There are several applications for this type of approach. We have presented average patient predictions due to the high residual uncertainty of Dennis et al. [12], but this may not be true for all prediction models. One is calculating the treatment response alongside the difference in treatment response for both therapies. Furthermore, due to the inclusion of DPMM, the model can provide probability distributions for any missing covariates. The availability of probability distributions for missing covariates, in turn, can be used to influence the choice of future covariate data collection to improve treatment response prediction. Instead of having a set rule, we use Figure 5 to choose a variable that reduces the uncertainty in the posterior distribution for the difference between the two treatments. Alternatively, we use Figure 5 to decide on the variable that provides the highest posterior probability of preference for one therapy. Lastly, if Figure 5 shows that one variable pushes the treatment response towards a side of the scale and a second variable pulls the treatment response towards another side, then collecting both variables would be beneficial.
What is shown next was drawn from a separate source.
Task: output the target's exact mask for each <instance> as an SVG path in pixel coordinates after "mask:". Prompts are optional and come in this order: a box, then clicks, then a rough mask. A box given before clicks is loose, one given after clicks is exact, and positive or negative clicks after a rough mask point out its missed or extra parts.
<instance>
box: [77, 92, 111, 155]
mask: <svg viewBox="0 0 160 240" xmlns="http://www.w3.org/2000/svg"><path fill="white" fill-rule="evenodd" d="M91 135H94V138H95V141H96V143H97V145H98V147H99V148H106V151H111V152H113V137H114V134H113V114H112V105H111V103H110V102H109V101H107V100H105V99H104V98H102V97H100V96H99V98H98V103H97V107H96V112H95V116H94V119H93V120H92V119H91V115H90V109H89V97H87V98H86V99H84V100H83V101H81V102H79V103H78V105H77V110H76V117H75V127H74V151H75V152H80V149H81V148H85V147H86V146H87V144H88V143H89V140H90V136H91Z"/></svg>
The application of the DPMM in the context of treatment selection illustrates multiple potential benefits of the approach when developing clinical prediction tools. It enables the ability to build prediction models in the presence of any missing data, under the assumption the data is MCAR/MAR. Furthermore, even in the presence of complete data, the inclusion of the DPMM in the model building enables the potential to make predictions for patients with incomplete predictor information. Work is underway to expand the model when the missingness mechanism is not MAR/MCAR. The extension of the model allows for simultaneous fitting of the missingness mechanism, the treatment selection model and the DPMM. This is a novel approach with considerable advantages for prediction from treatment selection models, and many of these advantages would also be true for standard clinical prediction models.
Data Availability
All data produced in the present study are available upon reasonable request to the authors.
5 Funding
This research was supported by the Medical Research Council (UK) (MR/N00633X/1). P.C.’s PhD, T.J.M. and J.B. are funded by Research England’s Expanding Excellence in England (E3) fund. J.M.D. is supported by an Independent Fellowship funded by Research England’s Expanding Excellence in England (E3) fund. Approval for the study was granted by the CPRD Independent Scientific Advisory Committee (ISAC 13 177R).
7 Data Availability Statement
The data underlying this article cannot be shared publicly due to the privacy of individuals that participated in the study. Synthetic sample data is available of GitHub within the repository “PM-Cardoso/DPMM-tsm”.
8 Supplementary Material
Supplementary data are available online.
6 Acknowledgements
This article is based in part on data from the Clinical Practice Research Datalink (CPRD) obtained under licence from the UK Medicines and Healthcare products Regulatory Agency. CPRD data is provided by patients and collected by the NHS as part of their care and support.